The lawsuit includes what appears to be an internal message from Ronaldo’s team boasting they had negotiated an ‘incredibly favourable settlement’ equivalent to a week’s wages with Real Madrid, his club at the time.
The message says Ronaldo ‘could have been jailed for life’ and could have suffered the ‘catastrophic effect’ of not being able to play in the US.
But buying Ms Mayorga’s silence had averted ‘the devastating impact such claims would have had on his personal and professional reputation, endorsement and professional opportunities’.
The message also boasted about the ‘invaluable work’ Ronaldo’s team had done and how they had ‘fully succeeded in their mission’.

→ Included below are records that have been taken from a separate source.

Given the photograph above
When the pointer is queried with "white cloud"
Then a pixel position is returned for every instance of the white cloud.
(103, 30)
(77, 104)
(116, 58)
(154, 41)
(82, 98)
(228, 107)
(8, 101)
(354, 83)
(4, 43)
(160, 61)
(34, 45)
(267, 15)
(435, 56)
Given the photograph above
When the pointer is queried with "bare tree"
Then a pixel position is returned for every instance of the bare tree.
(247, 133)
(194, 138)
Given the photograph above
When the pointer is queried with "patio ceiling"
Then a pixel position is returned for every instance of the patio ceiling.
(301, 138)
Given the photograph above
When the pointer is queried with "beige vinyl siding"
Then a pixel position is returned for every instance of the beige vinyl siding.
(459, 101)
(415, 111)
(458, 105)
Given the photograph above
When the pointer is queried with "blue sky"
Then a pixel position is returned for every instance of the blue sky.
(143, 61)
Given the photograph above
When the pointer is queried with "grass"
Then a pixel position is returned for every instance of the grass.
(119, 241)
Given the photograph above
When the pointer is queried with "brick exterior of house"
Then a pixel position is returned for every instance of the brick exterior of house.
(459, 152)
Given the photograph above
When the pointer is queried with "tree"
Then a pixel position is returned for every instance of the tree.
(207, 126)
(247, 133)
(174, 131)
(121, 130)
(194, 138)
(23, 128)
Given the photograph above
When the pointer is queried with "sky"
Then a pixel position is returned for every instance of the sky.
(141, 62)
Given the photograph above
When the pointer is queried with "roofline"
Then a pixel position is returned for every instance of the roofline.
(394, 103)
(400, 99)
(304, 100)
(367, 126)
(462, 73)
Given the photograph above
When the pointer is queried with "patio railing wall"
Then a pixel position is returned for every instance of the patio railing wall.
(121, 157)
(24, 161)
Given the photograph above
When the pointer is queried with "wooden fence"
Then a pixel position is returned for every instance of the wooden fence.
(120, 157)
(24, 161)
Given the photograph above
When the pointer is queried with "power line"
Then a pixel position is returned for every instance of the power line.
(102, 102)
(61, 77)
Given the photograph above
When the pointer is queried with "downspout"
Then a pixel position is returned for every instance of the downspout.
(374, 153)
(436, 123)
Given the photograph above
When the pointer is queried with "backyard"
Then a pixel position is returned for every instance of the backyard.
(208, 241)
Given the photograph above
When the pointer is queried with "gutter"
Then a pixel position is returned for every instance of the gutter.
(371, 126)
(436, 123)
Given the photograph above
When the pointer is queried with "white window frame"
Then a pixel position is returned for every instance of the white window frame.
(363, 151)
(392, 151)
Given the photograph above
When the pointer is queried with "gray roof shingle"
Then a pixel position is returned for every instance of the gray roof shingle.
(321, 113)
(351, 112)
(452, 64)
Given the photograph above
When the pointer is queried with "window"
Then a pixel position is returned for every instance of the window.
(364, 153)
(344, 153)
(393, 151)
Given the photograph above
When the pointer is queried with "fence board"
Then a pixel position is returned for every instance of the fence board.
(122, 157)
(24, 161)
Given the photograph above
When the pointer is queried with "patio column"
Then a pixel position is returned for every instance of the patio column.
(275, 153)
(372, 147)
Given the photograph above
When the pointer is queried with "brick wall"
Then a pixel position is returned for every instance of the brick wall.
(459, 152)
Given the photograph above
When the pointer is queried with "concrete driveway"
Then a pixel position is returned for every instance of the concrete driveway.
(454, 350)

Ronaldo’s girlfriend, Georgina Rodriguez, has backed him on Instagram.
In a statement released by her lawyers yesterday Ms Mayorga said she was speaking out to ‘publicise how fixers cover up and enable sexual assaults by the wealthy and the famous’. The allegations were published by German magazine Der Spiegel, which claimed that in messages to his lawyers Ronaldo admitted Ms Mayorga told him to stop but he continued to engage in sex acts.
Ronaldo’s lawyers have said that the claims are ‘inadmissible reporting of suspicions in the area of privacy’. Nobody from the Las Vegas Metropolitan Police was available for comment.